Transfer Plans Bring Bachelor’s Degrees Closer to Home

Transferring from one college to another used to be complicated and often cost students in time lost. Time lost translates to extra tuition paid. Then in 2016, North Carolina stepped in to make to ease the pain. The North Carolina Comprehensive Articulation Agreement (CAA) is a statewide agreement governing the transfer of credits between NC community colleges and NC public universities. Students can now see a baccalaureate degree plans or BDPs for every major in a transfer program. These plans make it easy for a student to start their bachelor’s degree closer to home at a community college and provide families with a significant financial savings.

“Every public university in North Carolina has them,” explained Lisa Hill, dean of arts and sciences at Beaufort County Community College. “You can just click on the university of your choice and plan two years of community college classes. All courses listed are guaranteed to transfer and will save students time and money.It’s that transparent now.”

This means that students will not have to retake classes because the community college and the university’s disagree on what constitutes a science or business class. Even better, colleges now have a grievance policy so that if a BDP changes, a student can ask that a class be honored. This will help students who are following older BDPs to continue getting through a field of study efficiently.

To help students who plan to transfer navigate their major, BCCC offers College Transfer Success (ACA 122) course to incoming students. Through the advising and academic success class, students in the arts and sciences choose three BDPs that interest them. This way, they can fall back on two if they struggle in one field or change their mind about career they want to pursue. Students in business and industry choose one BDP, write one resume and research the job market in their field. All students have to present this research to their peers.
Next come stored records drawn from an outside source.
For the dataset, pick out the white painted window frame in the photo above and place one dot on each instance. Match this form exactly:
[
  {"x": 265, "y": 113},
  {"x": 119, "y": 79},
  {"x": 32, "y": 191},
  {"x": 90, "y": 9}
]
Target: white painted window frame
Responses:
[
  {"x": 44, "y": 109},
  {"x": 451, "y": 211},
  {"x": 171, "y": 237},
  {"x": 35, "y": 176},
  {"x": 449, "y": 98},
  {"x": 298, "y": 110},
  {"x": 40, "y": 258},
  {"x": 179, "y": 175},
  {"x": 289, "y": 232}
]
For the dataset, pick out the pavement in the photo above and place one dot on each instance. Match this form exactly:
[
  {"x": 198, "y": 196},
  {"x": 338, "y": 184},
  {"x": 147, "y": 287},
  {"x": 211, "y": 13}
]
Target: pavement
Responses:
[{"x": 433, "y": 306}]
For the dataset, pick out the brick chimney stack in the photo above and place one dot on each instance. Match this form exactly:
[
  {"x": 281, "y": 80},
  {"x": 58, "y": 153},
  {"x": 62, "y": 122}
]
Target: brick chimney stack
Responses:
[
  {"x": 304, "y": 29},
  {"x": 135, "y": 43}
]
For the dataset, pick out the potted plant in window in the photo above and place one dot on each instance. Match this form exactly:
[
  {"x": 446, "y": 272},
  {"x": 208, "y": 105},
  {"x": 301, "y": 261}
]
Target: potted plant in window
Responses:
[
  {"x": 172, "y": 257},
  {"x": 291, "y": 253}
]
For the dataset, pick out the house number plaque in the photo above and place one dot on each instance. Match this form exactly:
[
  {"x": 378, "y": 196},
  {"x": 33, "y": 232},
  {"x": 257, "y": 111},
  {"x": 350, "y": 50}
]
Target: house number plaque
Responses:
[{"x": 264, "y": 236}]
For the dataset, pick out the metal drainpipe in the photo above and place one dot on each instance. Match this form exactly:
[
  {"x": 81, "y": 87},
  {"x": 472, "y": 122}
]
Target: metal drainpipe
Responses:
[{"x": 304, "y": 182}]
“Our students can still take any class they would like to, but we are making it very clear to them which classes they need in order to transfer seamlessly,” Hill said. “They come here to save money and reduce the time they need to spend at a four-year university. We want to help them with that goal.” Students attending community college have the opportunity to continue living with their family and work existing part-time jobs.

“We want to make sure that when students go off to ECU, NC State or UNC-Wilmington, that they get through efficiently. We don’t want them to get there and find out that they are going to have to go for an additional semester or two.”

The Baccalaureate Degree Plans mean that while students sign up for Associate in Arts or Associate in Science at BCCC, they are really working on a Bachelor of Science or Bachelor of Arts at Elizabeth City State University, NC State University, or any university of their choice all while learning in a smaller class that is closer to home.

BCCC is currently enrolling students for the fall semester. Advisors are on hand in Building 9 all summer to help with registration. The next two orientations for new students are on June 28 and July 10.